Pretty much all religions and cultures assume that death is only a temporary state and is followed by a continued or re-established existence of one form or another. In the Philippines a large percentage of funerary practices serve to prevent the spirits of the dead from following you home. Despite this, it is the custom to place the deceased in their coffin without shoes so when they do start wandering around your house they don’t make too much noise.
The ancient Egyptians were famously obsessed with Life 2.0. They believed everyone would re-animate in their pre-used body. It would appear that this belief came from the tendency of corpses, buried in shallow, sandy graves, to dry out and naturally mummify. Later, when rich people started building cool, stone tombs, they found that more elaborate means were necessary to preserve the cadaver. Many interments were accompanied by a little statue, about 60-80 cm (2 and a bit feet) tall. This was a failsafe. If the original body was damaged then the “Ka”, or soul could not re-enter and would have to find a replacement vessel. Presumably the Fields of Yalu (the Egyptian hereafter) were filled with these back up bodies since the artificial mummification practices involved removing the internal organs and putting them in jars. It’s hard to see how having your brain liquified and pulled out through your nose wouldn’t qualify as damage. Ironically the poor, unable to afford tombs, were still getting their whole, un-eviscerated bodies naturally preserved for them in the desert sands, so it would mainly be the rich who were rebooting in the afterlife as short, wooden people.

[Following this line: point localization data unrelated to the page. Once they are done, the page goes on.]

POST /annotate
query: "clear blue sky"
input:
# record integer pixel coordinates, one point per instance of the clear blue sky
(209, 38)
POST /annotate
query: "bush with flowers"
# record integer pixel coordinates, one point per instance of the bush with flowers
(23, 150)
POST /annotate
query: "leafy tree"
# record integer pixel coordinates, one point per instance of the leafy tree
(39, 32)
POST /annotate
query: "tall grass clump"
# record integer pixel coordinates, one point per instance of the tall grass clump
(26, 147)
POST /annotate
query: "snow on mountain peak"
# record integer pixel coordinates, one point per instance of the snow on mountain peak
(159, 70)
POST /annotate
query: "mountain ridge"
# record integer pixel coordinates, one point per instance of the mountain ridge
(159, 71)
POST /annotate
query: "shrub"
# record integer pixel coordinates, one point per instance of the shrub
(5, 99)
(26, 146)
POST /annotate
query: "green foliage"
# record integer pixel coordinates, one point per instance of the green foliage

Unlike the Greeks, whose Elysian Fields are an eternal sunny picnic with your loved ones, an unprepared Ancient Egyptian would find themselves working for their after living. Much like earthly life, Life EternalTM required food, shelter and constant toil on public works. As with most negative aspects of extinction there was a work around. Amongst the various tools, crockery, foodstuffs, jewellery and clothing that one obviously needed to take on the not-so-final journey, many people, rich and poor, were buried with a bag or box of tiny figurines called “Shabti Dolls”. These models, ranging from coarse plaster about 5cm tall to finely carved stone around 45cm in height, could be sent to answer the call whenever there was work to be done, allowing an immortality of leisure to whoever brought them.
When life is generally considered to not only carry on after death but be improved by it, I have to wonder why we put so much effort into staying alive. Thinking about it though, the Egyptian afterlife must be very stressful: walking down the street with posh, child-sized mannequins trying to boss you around whilst having to avoid stepping on all the fragile, miniature labourers trotting about their business (or indeed, someone else’s business). What if there is only one afterlife and we all end up in the same place? Imagine arriving in the Great Beyond with bare feet while two dimensional virtual pets keep winking in and out of existence amongst a moving carpet of fragile Egyptian micro workers tooled up with scythes and chisels!